The safety verification test showed that, for example, even if the fiber lithium-ion battery textiles were folded in various ways or crushed by cars, they did not burn or explode. In addition, even after the machine is washed or pierced, it can continue to charge the tablet. The research team also used an infrared imager to monitor the temperature around the puncture area and found no signs of temperature rise.
a-e) Obtain high-performance and high-safety fiber lithium-ion battery fabric through textile methods; f-h) Fiber lithium-ion battery fabric for wireless charging of smart phones.
The research team further obtained high-performance and high-safety large-area battery fabrics through textile methods, and performed some functional demonstrations in real application scenarios. They integrated the battery fabric and the wireless charging transmitter on a piece of clothing, which can safely and stably wirelessly charge the smartphone placed in the wearer’s pocket. The whole process lasted 40 minutes, no obvious heating phenomenon occurred, showing good safety.

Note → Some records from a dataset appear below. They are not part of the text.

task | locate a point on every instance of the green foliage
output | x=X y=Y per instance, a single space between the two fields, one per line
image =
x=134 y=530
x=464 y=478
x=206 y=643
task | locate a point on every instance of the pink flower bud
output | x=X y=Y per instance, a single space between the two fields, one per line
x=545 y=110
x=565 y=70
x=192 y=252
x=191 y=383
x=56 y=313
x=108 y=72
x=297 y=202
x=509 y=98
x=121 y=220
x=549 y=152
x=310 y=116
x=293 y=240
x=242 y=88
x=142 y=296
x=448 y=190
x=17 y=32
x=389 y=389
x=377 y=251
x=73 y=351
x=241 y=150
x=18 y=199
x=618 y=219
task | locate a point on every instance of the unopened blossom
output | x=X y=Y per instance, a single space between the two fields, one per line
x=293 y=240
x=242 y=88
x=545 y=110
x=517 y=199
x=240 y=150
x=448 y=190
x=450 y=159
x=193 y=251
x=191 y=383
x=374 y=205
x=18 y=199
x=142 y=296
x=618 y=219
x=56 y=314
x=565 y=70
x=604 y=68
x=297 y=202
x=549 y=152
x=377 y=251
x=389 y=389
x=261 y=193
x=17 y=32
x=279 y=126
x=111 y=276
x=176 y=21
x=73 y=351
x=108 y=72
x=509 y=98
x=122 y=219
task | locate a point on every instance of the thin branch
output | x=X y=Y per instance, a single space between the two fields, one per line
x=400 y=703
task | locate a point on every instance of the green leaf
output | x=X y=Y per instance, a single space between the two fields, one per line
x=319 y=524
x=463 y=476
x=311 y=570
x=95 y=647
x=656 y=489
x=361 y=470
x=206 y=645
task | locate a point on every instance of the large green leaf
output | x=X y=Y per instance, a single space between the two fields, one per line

In addition, the research team integrated fiber lithium-ion batteries and fiber sensors with the display fabric. When the user exercises, the fiber sensor detects the concentration of sodium and calcium ions in the sweat and sends the data to the signal processing chip, which can transmit the information to the textile display. This provides the possibility for future smart medical applications.
In the view of the research team, there is still work to be improved in its follow-up. “As a battery, what everyone cares most about is energy density. Although we can now manufacture fiber batteries on a large scale and continuously, and the energy density is also very high, compared with the existing mobile phone batteries and electric vehicle batteries, its There is still a certain gap in energy density.” Their main next step is to further increase the energy density of fiber lithium-ion batteries.
In addition, the fiber lithium-ion battery is an energy storage system, and its ultimate mission is to supply power in practical applications. “Another key task we will do next is to narrow the distance between it and the real product, or even eliminate it completely.”
Peng Huisheng also told The Paper that the current scientific community is committed to achieving higher energy density and high safety, and is also developing continuous preparation methods. The industry is committed to how to use various fiber batteries, including developing low-cost and high-efficiency production lines, establishing industry standards, developing integrated application methods, and so on.
“Judging from the current performance and engineering level of fiber lithium-ion batteries, it is expected to achieve large-scale production and application in 3-5 years. If resources are concentrated and efficiently used, it may be achieved in 2-3 years.” Peng Huisheng emphasized, To realize the production of fiber lithium-ion batteries, several problems still need to be solved urgently.
First of all, in terms of resources, sufficient funds, technical experts with rich battery research and development experience, and a certain amount of space support are needed. Secondly, 3-5 main application directions need to be determined, and then mainstream companies in these directions put forward application requirements, and conduct subsequent R&D and production around real application requirements. Finally, in terms of specific technologies, it is necessary to further develop standard continuous production lines and production processes, further provide performance, develop flexible packaging technology, and obtain high-efficiency integration methods to meet actual application requirements.